The governor said Mr Tinubu’s qualification rested on his demonstrated capacity in deploying a mix of genius and statecraft to nurture a city on the brink of a flourishing economy.

”Tinubu’s practicable ideas in governance makes him the most qualified successor and saleable choice for the job. Our country is the most populous black nation in the world and the responsibility that comes with that is enormous. No doubt that the destiny of the entire black race is tied to the greatness of Nigeria,” stated Mr Sanwo-Olu during the formal inauguration of the Asiwaju Bola Ahmed Tinubu (ABAT) movement’s working committee in Ikeja.

“If our country must be great, we have the responsibility to choose the leadership that will bring about true transformation across every facet of our national life,” the Lagos governor added. “Who is that rallying figure that should lead us in this journey? The answer is deeply connected to our mission and purpose here today. That person must be a detribalised Nigerian and a bridge-builder, who has been tested and trusted.”

He further stressed that the person must be a thinker, who must sustain the legacy “our current president is leaving behind.”

“That person is the reason we are inaugurating this movement for the actualisation of his presidential ambition,” explained Mr Sanwo-Olu. “That person is our great leader, Asiwaju Bola Ahmed Tinubu.”

The ABAT movement was conceived and set up by members of the Governor’s Advisory Council (GAC) in Lagos to actualise Mr Tinubu’s presidential ambition.

The Lagos governor stated that the indisputable capability of Tinubu to effectively manage human and material resources for visible progress stood him out as the most qualified Nigerian to be president in 2023.

He added that the progress in Lagos remained a visible experiment initiated by the APC leader. Mr Sanwo-Olu said Nigeria had continued to shoulder the burden of the black race, and the country’s transformation into a stable economy would be a source of pride to the black man.

According to Mr Sanwo-Olu, in 2023, the country needs a capable leader with progressive ideas to succeed President Muhammadu Buhari and build on the progress recorded by the current administration.

Mr Sanwo-Olu also noted that Mr Tinubu’s name was synonymous with growth and development and possessed a Midas touch to positively turn around the resources of the country for the general good.

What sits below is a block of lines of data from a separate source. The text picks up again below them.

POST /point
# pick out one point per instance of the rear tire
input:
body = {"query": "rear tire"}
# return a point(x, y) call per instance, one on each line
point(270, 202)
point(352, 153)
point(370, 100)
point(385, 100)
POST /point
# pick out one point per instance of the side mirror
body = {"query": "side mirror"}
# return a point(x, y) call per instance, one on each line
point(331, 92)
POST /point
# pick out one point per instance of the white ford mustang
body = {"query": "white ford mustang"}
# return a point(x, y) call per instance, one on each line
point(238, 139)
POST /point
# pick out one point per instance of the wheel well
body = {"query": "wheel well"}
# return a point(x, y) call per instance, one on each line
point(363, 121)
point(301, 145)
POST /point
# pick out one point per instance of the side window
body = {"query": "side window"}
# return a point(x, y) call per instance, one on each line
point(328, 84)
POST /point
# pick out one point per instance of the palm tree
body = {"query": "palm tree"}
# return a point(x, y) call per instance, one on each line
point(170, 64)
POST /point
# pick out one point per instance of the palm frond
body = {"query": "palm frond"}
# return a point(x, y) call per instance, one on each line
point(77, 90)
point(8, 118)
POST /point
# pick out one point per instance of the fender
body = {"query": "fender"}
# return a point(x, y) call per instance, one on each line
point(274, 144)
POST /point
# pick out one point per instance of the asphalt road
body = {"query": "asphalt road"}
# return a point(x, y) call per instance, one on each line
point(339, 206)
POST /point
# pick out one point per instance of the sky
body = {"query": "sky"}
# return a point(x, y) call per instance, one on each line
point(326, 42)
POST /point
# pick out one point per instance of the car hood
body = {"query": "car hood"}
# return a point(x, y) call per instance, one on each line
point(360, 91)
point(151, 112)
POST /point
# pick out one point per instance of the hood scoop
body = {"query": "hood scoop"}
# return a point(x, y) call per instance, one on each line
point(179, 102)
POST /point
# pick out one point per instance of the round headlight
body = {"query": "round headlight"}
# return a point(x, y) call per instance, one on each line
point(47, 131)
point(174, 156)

He said the event was to raise foot soldiers, team leaders and cheerleaders, who would pursue the movement’s objectives and cascade down its messages to every voter at the ward level, with commitment and passion.

The governor charged all selected for leadership roles in the movement to reflect Tinubu’s political ideals of openness and tolerance in their engagement and mobilisation.

APC stalwart James Odumbaku said the forthcoming general elections presented another opportunity for Nigerians to make the right choice, to keep the country on the path of development.

GAC leader Tajudeen Olusi described Mr Tinubu as “a genius” in statecraft, adding that the APC leader was a saleable article in the political market.

”We have to be prepared and determined because the contest would be a battle of might and strength,” Mr Olusi said.